As I said at the start, I’m not in favor of deferring this “shall I carry concealed?” decision to the police or a duly elected or appointed member of our federal, state or local government. But if your threat level and/or firearms experience are both minimal, give serious thought to not carrying a concealed weapon.

2. You’re Not Prepared to Train

If you’re beginning to get the idea that concealed carry is PITA that requires significant commitment, true dat. Not shooting someone you shouldn’t shoot in the normal process of storing and handling your weapon is just the half of it. The other half is not shooting the wrong person if you DO use your gun.

Or shooting the right person in the wrong place. Or not shooting the right person soon enough. Or too soon. Or not being able to shoot anyone because you forgot to take the safety off. There are dozens of ways to screw up a gun fight. And lose.

Training is the only way to minimize your potential F Ups. I’m not talking about standing still and firing a gun at a paper target. For example . . .

In a gunfight, the first best hit wins. Logic says you’ve got to actually get your gun out from your holster, in your hand and aimed in the right direction. So why aren’t all these concealed carry folks practicing their draw? I have yet to see a civilian practicing drawing their carry gun from a concealed holster at the American Firearms School.

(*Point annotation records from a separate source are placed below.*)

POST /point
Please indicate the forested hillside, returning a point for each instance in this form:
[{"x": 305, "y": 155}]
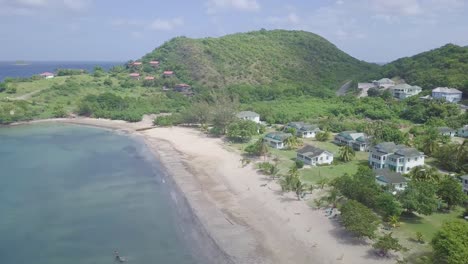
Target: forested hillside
[
  {"x": 275, "y": 59},
  {"x": 445, "y": 66}
]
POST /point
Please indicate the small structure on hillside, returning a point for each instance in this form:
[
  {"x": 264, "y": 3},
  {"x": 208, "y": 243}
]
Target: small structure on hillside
[
  {"x": 447, "y": 131},
  {"x": 450, "y": 95},
  {"x": 47, "y": 75},
  {"x": 392, "y": 180},
  {"x": 304, "y": 130},
  {"x": 276, "y": 139},
  {"x": 311, "y": 155},
  {"x": 357, "y": 140},
  {"x": 249, "y": 115}
]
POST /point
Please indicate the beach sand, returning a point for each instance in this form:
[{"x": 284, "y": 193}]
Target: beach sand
[{"x": 250, "y": 221}]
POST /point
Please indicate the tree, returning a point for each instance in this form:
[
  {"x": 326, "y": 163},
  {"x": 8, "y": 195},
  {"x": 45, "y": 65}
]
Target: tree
[
  {"x": 347, "y": 153},
  {"x": 419, "y": 197},
  {"x": 386, "y": 243},
  {"x": 387, "y": 205},
  {"x": 450, "y": 244},
  {"x": 451, "y": 192},
  {"x": 358, "y": 219}
]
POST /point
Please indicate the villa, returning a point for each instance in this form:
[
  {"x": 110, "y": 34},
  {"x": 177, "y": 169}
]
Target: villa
[
  {"x": 47, "y": 75},
  {"x": 358, "y": 141},
  {"x": 403, "y": 91},
  {"x": 249, "y": 115},
  {"x": 464, "y": 179},
  {"x": 399, "y": 158},
  {"x": 463, "y": 132},
  {"x": 451, "y": 95},
  {"x": 311, "y": 155},
  {"x": 446, "y": 131},
  {"x": 304, "y": 130},
  {"x": 276, "y": 139},
  {"x": 392, "y": 180}
]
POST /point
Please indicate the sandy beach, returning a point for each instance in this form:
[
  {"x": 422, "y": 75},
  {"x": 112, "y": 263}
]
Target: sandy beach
[{"x": 250, "y": 221}]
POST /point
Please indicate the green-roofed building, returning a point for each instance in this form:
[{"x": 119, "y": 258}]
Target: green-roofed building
[{"x": 276, "y": 139}]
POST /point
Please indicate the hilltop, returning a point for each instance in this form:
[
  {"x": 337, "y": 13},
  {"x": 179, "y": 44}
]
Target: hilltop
[
  {"x": 444, "y": 66},
  {"x": 280, "y": 58}
]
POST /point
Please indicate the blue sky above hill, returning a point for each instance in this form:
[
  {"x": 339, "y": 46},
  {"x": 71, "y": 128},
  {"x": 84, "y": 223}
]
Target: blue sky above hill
[{"x": 118, "y": 30}]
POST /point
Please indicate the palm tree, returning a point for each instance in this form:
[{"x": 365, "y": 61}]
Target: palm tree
[{"x": 347, "y": 153}]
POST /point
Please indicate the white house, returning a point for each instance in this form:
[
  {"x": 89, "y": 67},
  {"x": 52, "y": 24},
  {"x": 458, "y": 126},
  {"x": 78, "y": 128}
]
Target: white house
[
  {"x": 446, "y": 131},
  {"x": 276, "y": 139},
  {"x": 384, "y": 83},
  {"x": 463, "y": 132},
  {"x": 403, "y": 91},
  {"x": 249, "y": 115},
  {"x": 304, "y": 130},
  {"x": 311, "y": 155},
  {"x": 392, "y": 180},
  {"x": 464, "y": 179},
  {"x": 399, "y": 158},
  {"x": 451, "y": 95}
]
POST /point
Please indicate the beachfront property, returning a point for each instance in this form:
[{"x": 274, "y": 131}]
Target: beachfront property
[
  {"x": 249, "y": 115},
  {"x": 403, "y": 91},
  {"x": 450, "y": 95},
  {"x": 399, "y": 158},
  {"x": 311, "y": 155},
  {"x": 277, "y": 139},
  {"x": 446, "y": 131},
  {"x": 304, "y": 130},
  {"x": 47, "y": 75},
  {"x": 383, "y": 83},
  {"x": 464, "y": 179},
  {"x": 463, "y": 131},
  {"x": 134, "y": 75},
  {"x": 390, "y": 179},
  {"x": 358, "y": 141}
]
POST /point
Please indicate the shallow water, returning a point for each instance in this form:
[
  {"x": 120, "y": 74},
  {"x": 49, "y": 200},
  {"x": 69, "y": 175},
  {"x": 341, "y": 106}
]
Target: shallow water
[{"x": 73, "y": 194}]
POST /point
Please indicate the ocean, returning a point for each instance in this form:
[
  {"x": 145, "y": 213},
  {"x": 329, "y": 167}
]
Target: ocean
[
  {"x": 75, "y": 194},
  {"x": 10, "y": 69}
]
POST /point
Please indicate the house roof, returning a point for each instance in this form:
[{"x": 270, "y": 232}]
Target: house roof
[
  {"x": 446, "y": 90},
  {"x": 245, "y": 114},
  {"x": 311, "y": 151},
  {"x": 278, "y": 136},
  {"x": 445, "y": 130},
  {"x": 388, "y": 176}
]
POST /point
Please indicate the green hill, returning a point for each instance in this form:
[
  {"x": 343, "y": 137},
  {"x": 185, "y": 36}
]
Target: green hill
[
  {"x": 445, "y": 66},
  {"x": 279, "y": 58}
]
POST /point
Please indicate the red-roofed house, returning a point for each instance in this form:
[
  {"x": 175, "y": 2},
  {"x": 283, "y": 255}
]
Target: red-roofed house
[
  {"x": 47, "y": 75},
  {"x": 168, "y": 73},
  {"x": 135, "y": 75}
]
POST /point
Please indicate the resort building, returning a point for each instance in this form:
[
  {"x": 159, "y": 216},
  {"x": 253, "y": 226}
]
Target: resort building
[
  {"x": 399, "y": 158},
  {"x": 390, "y": 179},
  {"x": 249, "y": 115},
  {"x": 277, "y": 139},
  {"x": 446, "y": 131},
  {"x": 463, "y": 132},
  {"x": 311, "y": 155},
  {"x": 464, "y": 179},
  {"x": 304, "y": 130},
  {"x": 403, "y": 91},
  {"x": 358, "y": 141},
  {"x": 451, "y": 95}
]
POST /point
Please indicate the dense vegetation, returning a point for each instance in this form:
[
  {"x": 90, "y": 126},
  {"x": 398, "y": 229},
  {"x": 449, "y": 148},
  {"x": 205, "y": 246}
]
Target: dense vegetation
[
  {"x": 262, "y": 63},
  {"x": 445, "y": 66}
]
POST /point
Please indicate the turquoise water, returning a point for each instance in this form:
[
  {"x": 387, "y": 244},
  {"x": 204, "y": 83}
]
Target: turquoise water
[{"x": 72, "y": 194}]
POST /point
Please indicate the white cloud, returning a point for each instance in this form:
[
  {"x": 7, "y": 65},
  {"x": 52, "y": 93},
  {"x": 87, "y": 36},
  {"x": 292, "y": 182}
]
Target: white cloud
[
  {"x": 244, "y": 5},
  {"x": 166, "y": 24}
]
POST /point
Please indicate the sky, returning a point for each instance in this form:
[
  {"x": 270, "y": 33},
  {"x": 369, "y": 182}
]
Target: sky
[{"x": 120, "y": 30}]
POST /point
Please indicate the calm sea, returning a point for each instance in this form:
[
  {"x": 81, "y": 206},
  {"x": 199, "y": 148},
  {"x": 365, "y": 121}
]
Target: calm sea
[
  {"x": 10, "y": 69},
  {"x": 74, "y": 194}
]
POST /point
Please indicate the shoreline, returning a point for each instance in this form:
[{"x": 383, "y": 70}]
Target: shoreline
[{"x": 249, "y": 221}]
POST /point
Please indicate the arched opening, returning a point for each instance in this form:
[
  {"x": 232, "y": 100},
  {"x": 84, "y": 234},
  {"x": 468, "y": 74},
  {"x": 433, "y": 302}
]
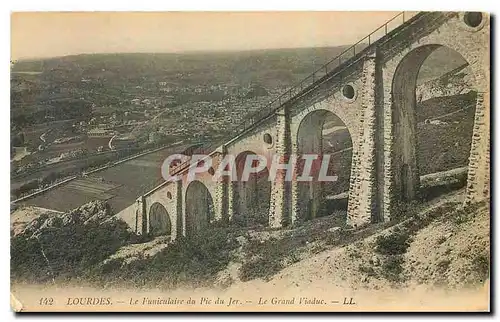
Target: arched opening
[
  {"x": 159, "y": 220},
  {"x": 199, "y": 208},
  {"x": 323, "y": 133},
  {"x": 433, "y": 111},
  {"x": 348, "y": 91},
  {"x": 251, "y": 198}
]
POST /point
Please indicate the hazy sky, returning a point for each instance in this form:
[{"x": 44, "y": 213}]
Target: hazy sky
[{"x": 49, "y": 34}]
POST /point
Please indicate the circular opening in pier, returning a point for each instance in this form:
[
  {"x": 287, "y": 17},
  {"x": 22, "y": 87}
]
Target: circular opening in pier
[
  {"x": 473, "y": 19},
  {"x": 348, "y": 92},
  {"x": 268, "y": 138}
]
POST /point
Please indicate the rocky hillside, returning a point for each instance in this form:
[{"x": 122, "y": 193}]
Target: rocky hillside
[{"x": 58, "y": 246}]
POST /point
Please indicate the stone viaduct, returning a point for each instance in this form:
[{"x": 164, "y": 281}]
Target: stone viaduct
[{"x": 373, "y": 93}]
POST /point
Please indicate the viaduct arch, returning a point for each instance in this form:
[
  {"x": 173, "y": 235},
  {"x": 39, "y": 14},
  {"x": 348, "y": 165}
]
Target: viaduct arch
[{"x": 373, "y": 93}]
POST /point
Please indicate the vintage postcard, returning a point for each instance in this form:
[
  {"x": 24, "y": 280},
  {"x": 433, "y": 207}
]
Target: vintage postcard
[{"x": 250, "y": 161}]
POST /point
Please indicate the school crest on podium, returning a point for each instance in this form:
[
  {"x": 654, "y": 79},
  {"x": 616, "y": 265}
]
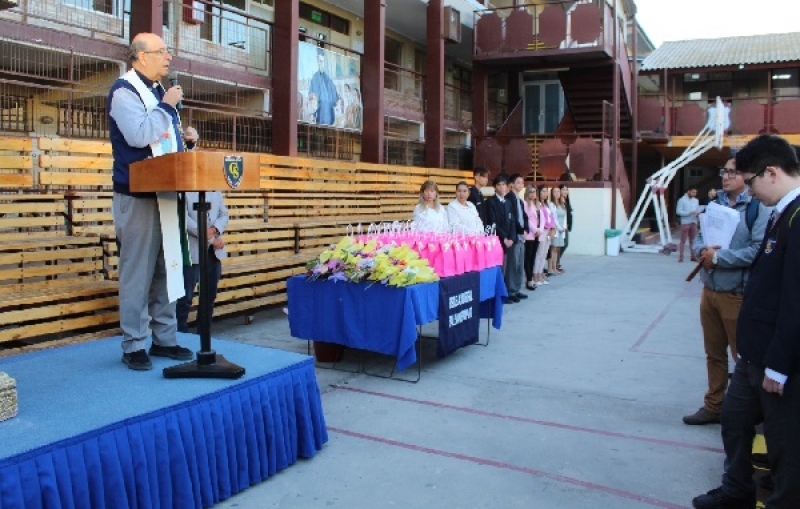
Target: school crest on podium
[{"x": 233, "y": 170}]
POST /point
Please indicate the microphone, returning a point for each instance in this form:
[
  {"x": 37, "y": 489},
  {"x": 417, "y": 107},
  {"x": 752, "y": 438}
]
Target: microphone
[{"x": 173, "y": 80}]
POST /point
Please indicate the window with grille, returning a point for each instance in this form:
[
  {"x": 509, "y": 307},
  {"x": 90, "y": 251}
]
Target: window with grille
[
  {"x": 106, "y": 6},
  {"x": 324, "y": 18},
  {"x": 14, "y": 115},
  {"x": 227, "y": 26},
  {"x": 86, "y": 119}
]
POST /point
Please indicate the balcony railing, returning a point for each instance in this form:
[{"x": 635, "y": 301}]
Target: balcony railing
[
  {"x": 458, "y": 105},
  {"x": 215, "y": 33},
  {"x": 90, "y": 18},
  {"x": 538, "y": 27},
  {"x": 746, "y": 115},
  {"x": 404, "y": 89}
]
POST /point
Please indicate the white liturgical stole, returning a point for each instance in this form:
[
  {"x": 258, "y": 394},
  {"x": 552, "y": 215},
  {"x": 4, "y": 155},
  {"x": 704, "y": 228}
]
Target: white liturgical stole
[{"x": 167, "y": 201}]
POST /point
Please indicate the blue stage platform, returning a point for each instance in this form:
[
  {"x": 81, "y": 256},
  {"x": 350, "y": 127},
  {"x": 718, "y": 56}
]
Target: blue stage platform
[{"x": 92, "y": 433}]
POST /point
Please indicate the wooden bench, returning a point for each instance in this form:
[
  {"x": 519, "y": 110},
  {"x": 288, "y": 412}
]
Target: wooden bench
[
  {"x": 75, "y": 164},
  {"x": 89, "y": 214},
  {"x": 16, "y": 162},
  {"x": 31, "y": 216},
  {"x": 50, "y": 287},
  {"x": 261, "y": 258},
  {"x": 59, "y": 259}
]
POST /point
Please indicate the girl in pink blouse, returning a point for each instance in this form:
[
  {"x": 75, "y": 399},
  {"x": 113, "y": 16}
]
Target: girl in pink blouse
[
  {"x": 546, "y": 227},
  {"x": 531, "y": 205}
]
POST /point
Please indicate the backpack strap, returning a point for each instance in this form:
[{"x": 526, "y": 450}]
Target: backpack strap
[{"x": 751, "y": 213}]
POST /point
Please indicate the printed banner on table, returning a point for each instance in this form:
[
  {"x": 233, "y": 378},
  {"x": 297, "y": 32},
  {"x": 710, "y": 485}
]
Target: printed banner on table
[
  {"x": 328, "y": 87},
  {"x": 459, "y": 312}
]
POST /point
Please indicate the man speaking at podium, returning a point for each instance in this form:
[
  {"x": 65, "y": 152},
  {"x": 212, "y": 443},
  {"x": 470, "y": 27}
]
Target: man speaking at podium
[{"x": 143, "y": 123}]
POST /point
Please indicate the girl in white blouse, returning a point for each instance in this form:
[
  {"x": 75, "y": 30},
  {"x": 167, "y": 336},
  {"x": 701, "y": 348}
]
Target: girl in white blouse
[
  {"x": 429, "y": 215},
  {"x": 462, "y": 214}
]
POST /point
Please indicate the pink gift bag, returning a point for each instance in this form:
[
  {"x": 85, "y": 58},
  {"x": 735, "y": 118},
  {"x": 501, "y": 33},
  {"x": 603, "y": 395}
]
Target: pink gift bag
[
  {"x": 448, "y": 258},
  {"x": 460, "y": 253}
]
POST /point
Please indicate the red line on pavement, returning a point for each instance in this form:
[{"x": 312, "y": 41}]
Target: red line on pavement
[
  {"x": 687, "y": 291},
  {"x": 506, "y": 466},
  {"x": 534, "y": 421}
]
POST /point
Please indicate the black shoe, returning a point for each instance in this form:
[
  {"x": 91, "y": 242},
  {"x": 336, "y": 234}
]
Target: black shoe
[
  {"x": 717, "y": 499},
  {"x": 176, "y": 352},
  {"x": 702, "y": 416},
  {"x": 137, "y": 360}
]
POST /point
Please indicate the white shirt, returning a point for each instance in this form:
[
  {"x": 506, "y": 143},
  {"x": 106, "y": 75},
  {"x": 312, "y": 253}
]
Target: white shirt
[
  {"x": 779, "y": 208},
  {"x": 464, "y": 218},
  {"x": 431, "y": 220}
]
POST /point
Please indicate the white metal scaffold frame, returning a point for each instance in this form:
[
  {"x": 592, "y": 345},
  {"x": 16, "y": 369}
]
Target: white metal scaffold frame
[{"x": 710, "y": 136}]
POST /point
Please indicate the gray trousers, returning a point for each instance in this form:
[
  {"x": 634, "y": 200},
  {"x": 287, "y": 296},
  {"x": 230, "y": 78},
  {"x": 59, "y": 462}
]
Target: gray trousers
[
  {"x": 513, "y": 268},
  {"x": 143, "y": 300}
]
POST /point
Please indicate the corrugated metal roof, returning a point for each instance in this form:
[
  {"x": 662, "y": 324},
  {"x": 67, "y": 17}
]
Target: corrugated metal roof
[{"x": 753, "y": 49}]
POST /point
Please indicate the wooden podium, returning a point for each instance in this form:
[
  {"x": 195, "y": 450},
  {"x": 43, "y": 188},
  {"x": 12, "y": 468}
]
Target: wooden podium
[{"x": 201, "y": 172}]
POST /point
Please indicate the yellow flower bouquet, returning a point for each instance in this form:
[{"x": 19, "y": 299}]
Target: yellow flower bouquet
[{"x": 355, "y": 261}]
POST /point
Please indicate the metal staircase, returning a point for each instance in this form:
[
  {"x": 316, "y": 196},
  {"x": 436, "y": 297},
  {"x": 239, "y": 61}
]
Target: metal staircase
[{"x": 711, "y": 136}]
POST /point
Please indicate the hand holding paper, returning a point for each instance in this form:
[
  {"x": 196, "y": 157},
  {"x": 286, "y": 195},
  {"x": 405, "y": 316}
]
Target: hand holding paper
[{"x": 718, "y": 225}]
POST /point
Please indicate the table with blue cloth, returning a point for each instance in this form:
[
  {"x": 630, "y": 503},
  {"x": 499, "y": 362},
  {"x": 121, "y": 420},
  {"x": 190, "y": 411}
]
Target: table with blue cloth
[{"x": 371, "y": 316}]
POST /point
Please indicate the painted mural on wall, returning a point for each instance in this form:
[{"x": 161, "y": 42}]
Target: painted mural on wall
[{"x": 328, "y": 88}]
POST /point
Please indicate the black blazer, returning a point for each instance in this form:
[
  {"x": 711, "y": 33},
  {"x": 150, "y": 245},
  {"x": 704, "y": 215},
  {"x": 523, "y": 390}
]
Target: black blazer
[
  {"x": 768, "y": 328},
  {"x": 516, "y": 211},
  {"x": 498, "y": 213},
  {"x": 479, "y": 201}
]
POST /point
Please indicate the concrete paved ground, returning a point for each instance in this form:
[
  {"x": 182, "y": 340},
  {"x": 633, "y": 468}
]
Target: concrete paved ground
[{"x": 576, "y": 403}]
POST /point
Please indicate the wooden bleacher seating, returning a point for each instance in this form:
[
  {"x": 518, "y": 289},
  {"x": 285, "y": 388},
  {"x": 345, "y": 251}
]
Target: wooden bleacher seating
[
  {"x": 53, "y": 286},
  {"x": 59, "y": 260}
]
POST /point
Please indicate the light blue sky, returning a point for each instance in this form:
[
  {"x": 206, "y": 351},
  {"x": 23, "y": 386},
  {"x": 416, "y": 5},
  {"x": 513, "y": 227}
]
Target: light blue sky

Bottom line: if you’re not going to train the how, what, when, where and why of concealed carry, maybe you shouldn’t do it.

Don’t get me wrong: I’m all about the right to bear arms. Hundreds of thousands of poorly trained people do it every day. I’m entirely open to the possibility that it may be better to have a gun than not—even if you’re clueless on the gunfighting front.

But it may not. People tend to get pissed off when you shoot them. Cops aren’t the only ones who get shot with their own gun. You could shoot yourself.

Anything worth doing is worth doing well. If you’re not prepared to do the concealed carry thing well, given the risks, maybe you shouldn’t.

3. You’re pro gun control

Chicago Mayor Richard Daley has not one but several armed bodyguards. As does New York Mayor Michael Bloomberg. Both staunch advocates of gun control have helped their supporters get otherwise unobtainable concealed carry permits. That ain’t right.

Nor is it right for someone who believes in gun control to carry a concealed weapon. It’s the worst sort of hypocrisy—the sort that has life-threatening consequences for other people.

You gotta walk the talk. Otherwise, your whole belief system is a complete and utter sham. You have no credibility whatsoever, on anything, ever. Just like a politician. You wouldn’t want that would you?

As for those who espouse gun control lite—favoring only those gun control laws that don’t exclude them from concealed carry—try again. Before you strap on a deadly weapon, use your experience to gain a better understanding of the purpose of the Second Amendment, and the motivations of those less financially or intellectually gifted than yourself who seek to exercise their right to bear arms.

At the end of the proverbial English day, a concealed carry gun is an enormous responsibility. In many places in these here United States, you have the freedom of choice. Carry or don’t carry? Don’t discount either possibility.